The beleaguered Financial District’s best hope — and its owner’s biggest challenge — is 60 Wall St., a vacant, 1.6 million-square-foot tower where Paramount Group has launched a marketing and leasing campaign as it completes a $250 million renovation.
Developed for JPMorgan in the 1980s, the 47-storey tower was until recently owned by Deutsche Bank, before being sold to Singapore sovereign wealth fund GIC and Paramount for $1.04 billion in 2017. Paramount only has a 5% stake but is struggling as the tower’s real estate manager and asset manager.
It’s a bold move for Manhattan-based Paramount, which has office vacancy rates of 27% on the East Side and 34% on the West Side, according to Cushman & Wakefield. (The data doesn’t include the World Trade Center district.)
Other FiDi buildings are also competing for big tenants, but most of the attention has been on 60 Wall (surprisingly, none of the analysts on Paramount’s second-quarter earnings call mentioned the topic).
But one normally well-spoken broker, who is not involved with the building and asked not to be named, told us, “Downtown will sink or swim depending on whether Paramount signs a tenant. Even one big lease will change the perception of the downtown office market.”
Paramount Group, led by CEO and President Albert Boehler, is one of the few companies with the muscle to take on the 60 Wall. The company’s 13.8 million square foot global portfolio is mostly in Manhattan, including properties such as 1301 and 1325 Sixth Avenue, 712 Fifth Avenue, and 1633 Broadway, home to the popular Taiwanese restaurant Din Tai Fung.
Paramount is touting 60 Wall as “not the Wall Street you know,” and a recent tour with executive vice president and head of real estate Peter Brindley revealed nearly column-free office floors, 13- to 16-foot ceiling heights and commanding views previously known only to employees of the previous tenant, who occupied the entire building.
Above the podium level, the “re-envisioned” tower largely resembles the original Kevin Roche/John Dinkeloo design, combining neoclassical and postmodern elements. But below that, it’s a completely different story.
A symbol of late 1980s excess, the original lobby was likened by critic Paul Goldberger to “an ice cream parlor scaled to monumental proportions.” Now, the Privately Owned Public Space (POPS) between Wall and Pine Streets is being transformed into an inviting three-story atrium with a skylight that penetrates the tower’s base and a lush, 100-foot-tall “green wall.”
New three-storey-high windows on the former trading floor let in plenty of light, and a grand staircase and elevator connect to metro lines 2 and 3 below.
30,000 square feet of tenant amenity space will be installed above it. Terraces will be added to several office floors. An enhanced ventilation system with virus-blocking MERV 15 filters is one of the abundant examples of infrastructure and sustainability upgrades.

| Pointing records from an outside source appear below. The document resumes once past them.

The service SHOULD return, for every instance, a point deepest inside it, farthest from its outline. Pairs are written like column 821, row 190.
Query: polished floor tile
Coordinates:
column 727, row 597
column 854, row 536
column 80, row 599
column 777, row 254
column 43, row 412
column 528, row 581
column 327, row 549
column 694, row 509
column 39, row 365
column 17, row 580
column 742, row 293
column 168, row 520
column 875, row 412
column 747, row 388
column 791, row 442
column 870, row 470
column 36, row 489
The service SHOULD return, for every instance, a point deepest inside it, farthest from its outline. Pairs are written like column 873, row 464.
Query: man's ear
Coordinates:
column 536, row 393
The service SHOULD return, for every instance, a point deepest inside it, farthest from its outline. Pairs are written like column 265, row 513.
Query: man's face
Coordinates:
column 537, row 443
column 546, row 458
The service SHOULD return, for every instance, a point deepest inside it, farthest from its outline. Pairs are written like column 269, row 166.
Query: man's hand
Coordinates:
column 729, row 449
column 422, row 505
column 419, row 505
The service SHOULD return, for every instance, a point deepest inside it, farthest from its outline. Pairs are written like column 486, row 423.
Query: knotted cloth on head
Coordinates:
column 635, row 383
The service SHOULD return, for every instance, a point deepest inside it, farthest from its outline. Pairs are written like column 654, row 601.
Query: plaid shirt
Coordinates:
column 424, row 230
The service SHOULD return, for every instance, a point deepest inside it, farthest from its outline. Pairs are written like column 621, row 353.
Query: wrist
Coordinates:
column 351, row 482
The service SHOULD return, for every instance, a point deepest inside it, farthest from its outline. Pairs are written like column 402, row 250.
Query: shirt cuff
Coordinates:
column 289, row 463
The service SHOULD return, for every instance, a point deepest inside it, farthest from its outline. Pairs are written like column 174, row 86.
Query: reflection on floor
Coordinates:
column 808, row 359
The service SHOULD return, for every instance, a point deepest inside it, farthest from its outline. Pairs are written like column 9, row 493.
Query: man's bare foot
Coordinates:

A strong point of 60 Wall is that 11 subway lines are located either directly below or just a few blocks away, giving the building’s employees easy access to the Hudson and East River waterfronts, numerous restaurants, the revitalized South Street Seaport, shopping options ranging from discounter Century 21 to Paris-born luxury store Printemps, which opens next year, as well as Brookfield Place and the WTC Oculus.

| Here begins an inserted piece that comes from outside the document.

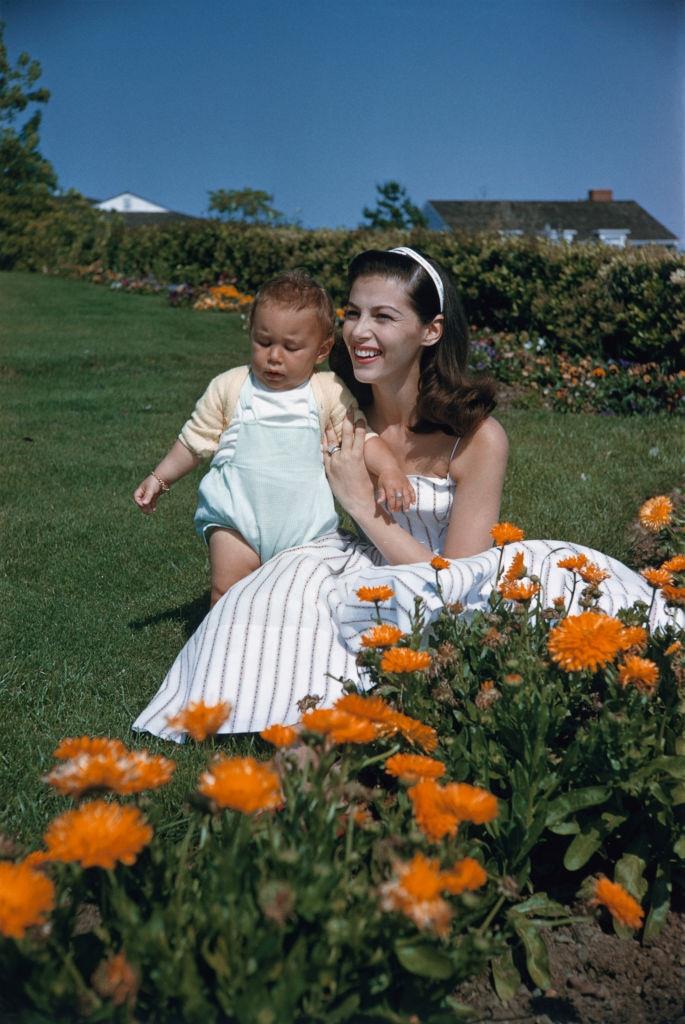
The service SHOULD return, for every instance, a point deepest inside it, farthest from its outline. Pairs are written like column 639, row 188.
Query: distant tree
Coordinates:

Still, the leasing campaign led by CBRE may face challenges: Despite rumors of American Express, there are no reports of any major companies signing leases anywhere downtown.
But leasing is on the rise: 321,000 square feet were leased in May, the second time 2024 has exceeded the five-year monthly average, according to CBRE. Year-to-date leasing has reached 1.02 million square feet, up 26% over 2023.

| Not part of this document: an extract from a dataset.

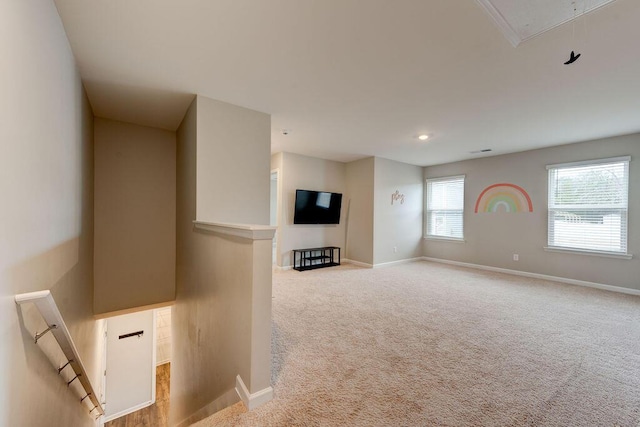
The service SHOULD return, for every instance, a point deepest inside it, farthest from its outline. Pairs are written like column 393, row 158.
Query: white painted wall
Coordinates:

“Tenant demand continues to improve, with demand focused on the highest quality, best located properties,” said Brindley. “60 Wall Street has been designed ahead of its time, incorporating elements of today’s new builds, including high ceilings, near-column-free spaces, robust infrastructure and incredible views.”
“Our investment will provide a market-leading tenant experience in a building that is easily accessible from all areas of the city and region.”
Paramount is “selling and buying multiple users for over 200,000 square feet each,” Brindley said. Asking rents are between $70 and $90 per square foot.